De quem é a culpa? A nossa atitude é consequência da forma como fomos educados. A educação, em primeira instância é dada em casa, mas também somos influenciados pelo que vemos "cá fora".
E o que vemos "cá fora"? Eu vejo uma selva latina. Que receio não ter retorno.
Amigo Freitas Pereira
Creio que, embora com excesso de "grau" para a minha costela mais à direita, tem razão. Sou reformista e, por isso, não abdico do papel regulador do Estado.
O que importa é redignificar o papel das comunidades nacionais na resposta aos desafios globais. Dirijo a organização de umas conferências que falarão sobre o tema e nas quais desafio-o (e ao Luís Melo) a inscrever-se (darei nota, quando estiverem em fase de inscrição).
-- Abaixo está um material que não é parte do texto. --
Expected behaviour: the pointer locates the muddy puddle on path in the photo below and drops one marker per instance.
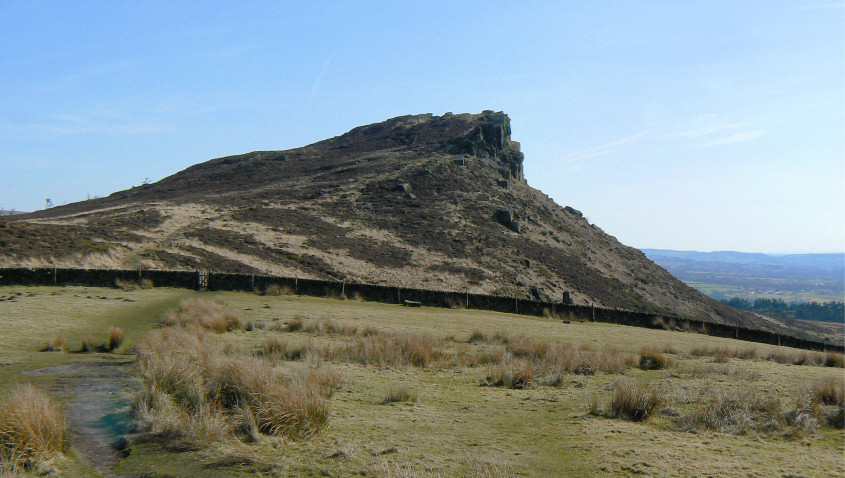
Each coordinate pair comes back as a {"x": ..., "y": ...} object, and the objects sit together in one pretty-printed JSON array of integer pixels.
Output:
[{"x": 98, "y": 406}]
Já quanto à questão tecnológica, continuo a adorar a frase do Príncipe de Gales, no 350º aniversário de Harvard, que citei no meu livro, onde instou os presentes a “restaurarem o controlo moral sobre as coisas que criam”!
Luís
Se a Educação e a Cultura são a chave, creio que vale a pena lutar, designadamente em espaços como este!... Se formos muitos, faremos a diferença. Por exemplo, dados de hoje (in "Público") mostram que as crianças de hoje voltaram a ler mais.
Será com prazer que aceito o desafio ! Não creio que exista um desvio ( um grau ?) assim tão grande . Eu creio que a famosa assimetria da informação é antes de mais uma assimetria de capital, portanto uma questão de luta de classes.
Para que o ponto de vista dos trabalhadores e o interesse geral se afirmem é preciso uma pressaozinha para a esquerda na e da social democracia no senso largo.
Quem não admite as tais três classes fundamentais do capitalismo já demonstradas por Ricardo à dois séculos ? : os trabalhadores, os empresários, os investidores e os rendeiros.. Só que a renda financeira substituiu a renda empresarial como obstáculo ao desenvolvimento ,como Keynes tinha previsto.